L’œuvre du professeur Coutau-Bégarie est immense et ses disciples sont nombreux. Ils s’attacheront à préserver l’indépendance des deux vecteurs par lesquels il prenait sa part, éminente, du débat stratégique, l’Institut de stratégie comparée et la revue Stratégique.
Hervé Coutau-Bégarie : un testament d’avenir
Hervé Coutau-Bégarie, fondateur de l’Institut de stratégie comparée et président de l’ISC-CFHM (Institut de stratégie et des conflits - Commission française d’histoire militaire), est mort le 24 février 2012. La perte est affreusement cruelle pour sa famille, à la douleur de laquelle nous nous associons de tout cœur. Mais le courage avec lequel il a affronté la maladie nous montre, par-delà le deuil, le chemin de la confiance et de l’énergie. Cette disparition est une immense perte pour la pensée stratégique. Là encore pourtant, l’espoir doit l’emporter sur la peine. L’œuvre d’Hervé Coutau-Bégarie est bien vivante. Elle n’est pas derrière lui mais devant nous. D’abord, parce qu’il laisse une trentaine de livres à publier, les uns de lui, d’autres dont il assurait la direction ou la codirection, d’autres enfin qu’il avait retenus pour sa collection. Ensuite, parce que nous n’avons pas fini, de très loin, de lire et de relire Hervé Coutau-Bégarie. C’est tout un processus de réédition, de classement, d’études qui commence. Du gigantesque corpus établi sur trois décennies, il s’agit maintenant d’extraire un ensemble de textes canoniques par décantation des éléments contextuels.

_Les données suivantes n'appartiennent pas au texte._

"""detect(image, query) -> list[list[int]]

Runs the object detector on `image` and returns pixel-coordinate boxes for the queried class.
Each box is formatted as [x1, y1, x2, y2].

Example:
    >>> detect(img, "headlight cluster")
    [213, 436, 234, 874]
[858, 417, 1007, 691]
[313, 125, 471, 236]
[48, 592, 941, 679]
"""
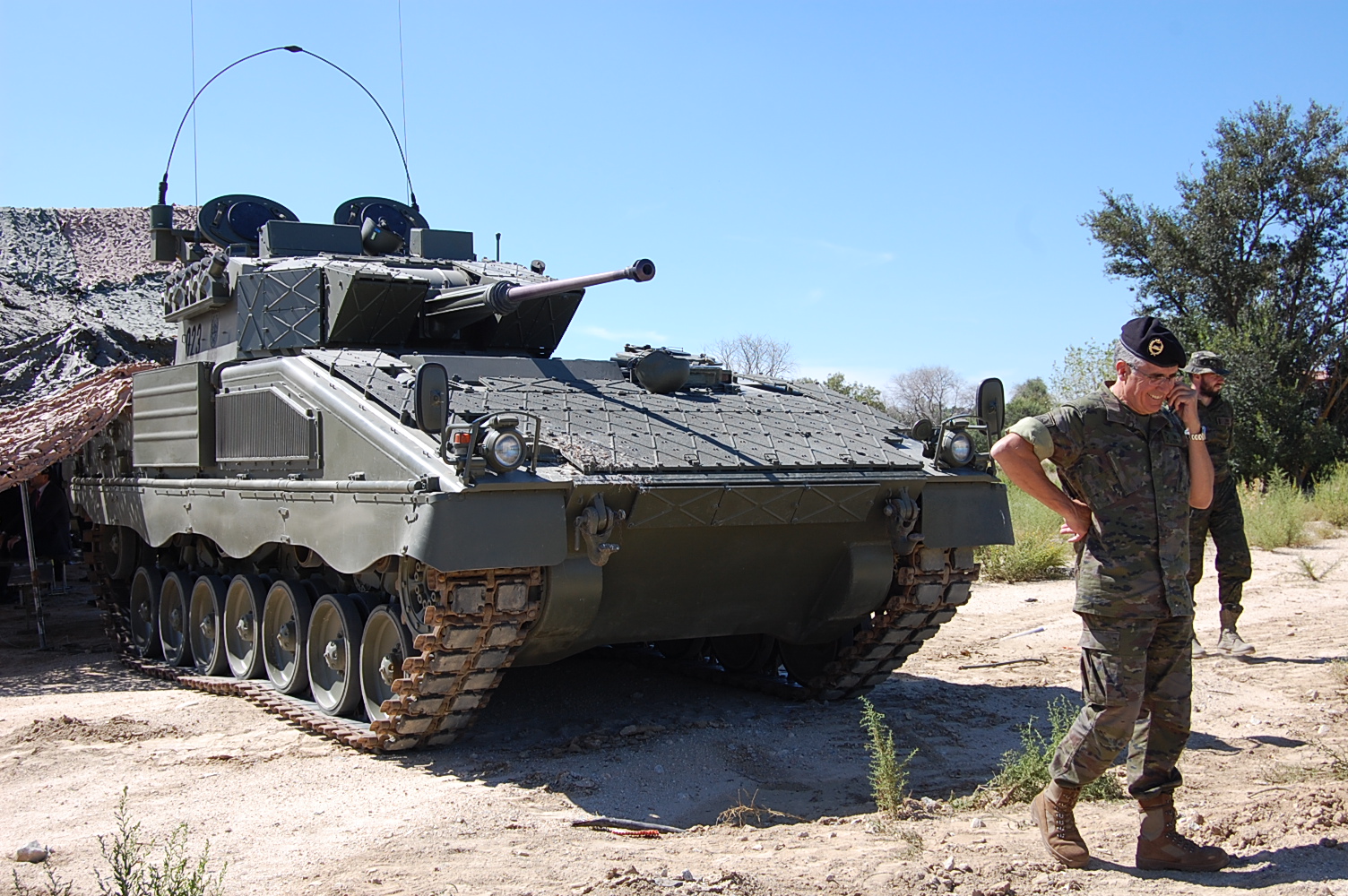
[482, 418, 524, 473]
[442, 415, 530, 479]
[941, 430, 973, 466]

L’œuvre d’Hervé Coutau-Bégarie, c’est aussi la revue Stratégique et l’Institut de stratégie comparée, l’ISC, une association indépendante, à la fois soubassement des publications et accélérateur de particules intellectuelles, qui a donné et doit continuer de donner leurs chances aux jeunes talents. Le secret de cet institut, son président le révélait dans un texte qui apparaît rétrospectivement comme son testament : « Une recherche stratégique qui n’a qu’un pôle étatique est infirme ; elle a besoin d’un pôle associatif, plus réactif, mieux capable de fédérer les multiples initiatives de petits groupes ou même d’individus qui s’efforcent, avec de très faibles moyens, de faire vivre la tradition de la pensée stratégique et historique française » ; et de rappeler que l’ISC, dans le seul premier semestre 2010, a publié pas moins de six ouvrages totalisant 3 258 pages, soit bien plus – et de très loin – qu’aucun organisme étatique travaillant sur le même créneau (article paru dans Stratégique n° 99, 2010).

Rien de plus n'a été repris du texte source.